Un essai clinique mené par des chercheurs de l’hôpital Cibercv Gregorio Marañón à Madrid a montré que l’administration de cellules souches allogéniques aux patients qui ont connu infarctus aigu du myocarde (IAM) Selon Javier Bermejo, directeur scientifique adjoint de Cibercv, il s’agit d’un traitement sûr qui ne produit pas d’effet indésirable ni de rejet.

Francisco Fernández Avilés, qui a dirigé l’étude Caremi, dont les résultats ont été publiés dans Recherche sur la circulation, a expliqué que ce type de cellules souches, obtenues à partir d’échantillons de donneurs, peut être produit en grande quantité et conservé en toute sécurité pendant une période prolongée, ce qui leur permet d’être disponible à tout moment, comme par exemple: Lorsqu'un patient souffrant d'une crise cardiaque arrive dans la salle d'urgence.

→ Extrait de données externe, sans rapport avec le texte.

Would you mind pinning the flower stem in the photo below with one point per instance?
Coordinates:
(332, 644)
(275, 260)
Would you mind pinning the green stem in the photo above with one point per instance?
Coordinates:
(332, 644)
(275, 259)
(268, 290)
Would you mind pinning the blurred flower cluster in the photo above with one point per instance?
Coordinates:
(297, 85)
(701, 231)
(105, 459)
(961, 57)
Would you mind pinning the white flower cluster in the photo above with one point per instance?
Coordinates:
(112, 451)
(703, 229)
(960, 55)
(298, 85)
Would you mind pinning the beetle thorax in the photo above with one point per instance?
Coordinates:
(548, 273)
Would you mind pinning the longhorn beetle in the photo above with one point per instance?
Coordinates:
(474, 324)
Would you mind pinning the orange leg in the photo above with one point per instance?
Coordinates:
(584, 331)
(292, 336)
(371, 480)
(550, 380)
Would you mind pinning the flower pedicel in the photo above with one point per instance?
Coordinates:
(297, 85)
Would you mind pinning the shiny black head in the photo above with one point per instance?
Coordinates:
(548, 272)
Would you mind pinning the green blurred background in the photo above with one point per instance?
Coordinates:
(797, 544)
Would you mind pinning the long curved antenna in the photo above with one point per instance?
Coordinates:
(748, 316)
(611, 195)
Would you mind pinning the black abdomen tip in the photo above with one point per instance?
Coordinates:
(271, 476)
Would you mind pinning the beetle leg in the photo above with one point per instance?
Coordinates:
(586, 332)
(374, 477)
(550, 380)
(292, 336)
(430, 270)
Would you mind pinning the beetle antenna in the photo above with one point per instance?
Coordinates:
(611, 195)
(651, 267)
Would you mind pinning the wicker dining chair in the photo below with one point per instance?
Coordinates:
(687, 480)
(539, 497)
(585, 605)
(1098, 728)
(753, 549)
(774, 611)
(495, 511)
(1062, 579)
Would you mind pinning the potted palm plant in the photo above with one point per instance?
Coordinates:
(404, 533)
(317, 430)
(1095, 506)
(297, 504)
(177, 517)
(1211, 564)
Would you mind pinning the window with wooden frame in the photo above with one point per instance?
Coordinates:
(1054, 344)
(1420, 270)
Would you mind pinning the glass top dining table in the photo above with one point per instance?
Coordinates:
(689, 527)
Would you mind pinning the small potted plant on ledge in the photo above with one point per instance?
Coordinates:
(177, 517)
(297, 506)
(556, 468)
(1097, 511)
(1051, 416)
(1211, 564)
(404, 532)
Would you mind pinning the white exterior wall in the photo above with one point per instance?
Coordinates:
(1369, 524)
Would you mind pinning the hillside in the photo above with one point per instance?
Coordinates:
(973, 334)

Le traitement par cellules souches cardiaques de donneurs en bonne santé n’a pas provoqué d’effet indésirable ni de rejet chez les patients ayant subi une crise cardiaque.

Cette disponibilité est un avantage considérable, car lorsque l'IAM affecte une région qui dépasse 20% du ventricule gauche, les patients courent un risque élevé de développer insuffisance cardiaque Des années plus tard, lorsque les tissus sains ne sont plus en mesure de compenser les dommages subis, le seul moyen de prévenir ce risque consiste actuellement à récupérer le plus rapidement possible le flux sanguin dans l'artère coronaire responsable de l'infarctus.

Un traitement efficace et sans effets indésirables

Les cellules utilisées dans la nouvelle étude - qui ont été développées par la société TiGenix - ont été produites avec des échantillons provenant de trois donneurs. Les 55 patients ayant participé à l'essai ont pu être traités avec eux. Ils sont également de grande qualité, car ils proviennent de donneurs dont le tissu cardiaque est en bonne santé, et il est possible de vérifier leur vitalité avant et après leur production et leur implantation.

Bien que les patients auxquels le traitement a été administré aient récemment subi une IAM (entre cinq et sept jours auparavant) et soient toujours en convalescence, le traitement n'a pas provoqué de problèmes d'écoulement coronaire ni d'effets cardiaques ou autres, le risque de rejet a également été exclu.

Pour évaluer l'efficacité du traitement sur la taille de l'infarctus et sur d'autres aspects structurels ou fonctionnels du cœur, des patients ont été soumis à des études d'imagerie par résonance magnétique. Après un an de suivi, tous étant toujours en vie, de nouvelles études seront menées avec un plus grand nombre de participants et un suivi plus long pour évaluer l'efficacité à long terme.